第31話 これは運命の出逢い!?惚れっぽい男

 さすがに母親に泣かれるのは辛かったが、耕司の心はすでに決まっていた。会社に退職の意思を告げる前に、彼は美月と親しくなるきっかけとなった喫茶店へと向かった。最後にお気に入りの店で珈琲を味わいたかった。もうここへ訪れることもないかもしれない。

 いつも通り窓際のカウンター席に腰掛けて鞄から村山はるかの文庫を取り出すと、若い女性店員がやってきて目の前に水の入ったグラスとおしぼりを置いた。そのまま立ち去るのかと思いきや、もじもじと何か言いたげな様子だ。店員は意を決したようにこちらを真っ直ぐ見つめると

「あの」

「はい?」

「大丈夫ですか」

 真剣な面持ちで尋ねられて耕司は何を問われているのか判然とせず、

「あ、できればもう少し待っていただくと助かるんですが」

 とメニューを片手で軽く上げた。

 自身の言葉が注文の催促と取られたことに相手は慌てたように顔の前で手を振る。

「あ、そっちじゃなくて」

「?」

「あの、ニュースで出ていた女の人ってここでお会いされていた人ですよね。大丈夫ですか」

 どうやら白鳥美月のことを言っているようだ。耕司は慌てて周囲を見回したが他の人間がこちらに注目しているわけではなさそうだった。

「心配してくれたんですか。ありがとうございます。でも俺は別に騙された被害者ではないので」

「あ、だから、そっちの心配ではなくて」

「はあ」

「お付き合いされてたんですよね。とても仲が良さそうだったから、ショックを受けておられるんじゃないかと」

 ひどく心配げな顔の店員に耕司は意表を突かれて瞬きを繰り返した。

「あ、ご心配いただいて申し訳ないですが、俺とあの人はそういった関係ではなくて。あのときは趣味があって少しお話ししただけというか」

「そうだったんですか」

 相手はひどく安堵した様子を見せた。耕司は美月とは二度しか入っていないのにこんな風に覚えられていることに若干驚いた。それと共に他の人間の記憶にも同様に残っているとしたら、自分が感謝状を辞退した人間とばれるのも時間の問題かもしれないとさえ思う。
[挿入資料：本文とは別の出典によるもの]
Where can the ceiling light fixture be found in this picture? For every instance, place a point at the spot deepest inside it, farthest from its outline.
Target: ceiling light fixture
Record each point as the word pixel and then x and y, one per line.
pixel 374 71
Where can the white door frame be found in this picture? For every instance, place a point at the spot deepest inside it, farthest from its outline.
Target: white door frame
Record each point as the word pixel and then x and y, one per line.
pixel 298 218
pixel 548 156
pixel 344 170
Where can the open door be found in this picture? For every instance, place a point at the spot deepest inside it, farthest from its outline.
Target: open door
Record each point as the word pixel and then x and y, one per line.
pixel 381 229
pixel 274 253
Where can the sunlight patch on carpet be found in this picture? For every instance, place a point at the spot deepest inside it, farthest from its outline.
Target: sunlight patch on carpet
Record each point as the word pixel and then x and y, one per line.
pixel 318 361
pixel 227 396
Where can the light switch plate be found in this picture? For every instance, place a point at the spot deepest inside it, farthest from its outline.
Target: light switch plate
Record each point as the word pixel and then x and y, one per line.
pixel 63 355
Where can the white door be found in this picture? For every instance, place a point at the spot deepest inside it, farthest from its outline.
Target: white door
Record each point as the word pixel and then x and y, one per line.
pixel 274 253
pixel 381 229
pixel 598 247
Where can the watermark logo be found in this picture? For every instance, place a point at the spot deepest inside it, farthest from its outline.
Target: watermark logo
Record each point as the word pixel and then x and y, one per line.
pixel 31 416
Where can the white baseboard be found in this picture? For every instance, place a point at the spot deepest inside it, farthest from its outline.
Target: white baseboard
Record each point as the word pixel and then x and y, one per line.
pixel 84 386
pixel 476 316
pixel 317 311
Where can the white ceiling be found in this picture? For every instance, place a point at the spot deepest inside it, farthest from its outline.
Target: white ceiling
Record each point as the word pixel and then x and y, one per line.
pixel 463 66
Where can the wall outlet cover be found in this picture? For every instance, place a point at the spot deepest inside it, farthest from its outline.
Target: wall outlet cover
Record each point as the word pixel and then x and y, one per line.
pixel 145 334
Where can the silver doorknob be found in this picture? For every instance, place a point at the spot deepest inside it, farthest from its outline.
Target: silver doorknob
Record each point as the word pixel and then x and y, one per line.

 店員は一礼して下がろうとしたが、耕司はそれを慌てて止めると

「小倉トーストとアメリカンコーヒーで」

 と言った。

 相手は少しだけ目を瞬いてから注文を繰り返して去っていく。しばらくして頼んだ品を運んでくると深くお辞儀をした。

「すみませんでした」

 机の上を見つめるも頼んだ品の通りである。何を謝られているのだろう。

「あの、私のせいですよね。いつもお客様は茹で玉子に深煎りコーヒーなのに」

「?」

「お客様が小倉トーストとアメリカンコーヒーを頼まれるときは、すごく疲れていらっしゃるときか、何かひどく思い詰めていらっしゃるときだから。……私があんなこと言ったから」

 耕司はひどく落ち込んだ様子の相手を見て目を見張った。そんなこと一度も考えたことはなかったからだ。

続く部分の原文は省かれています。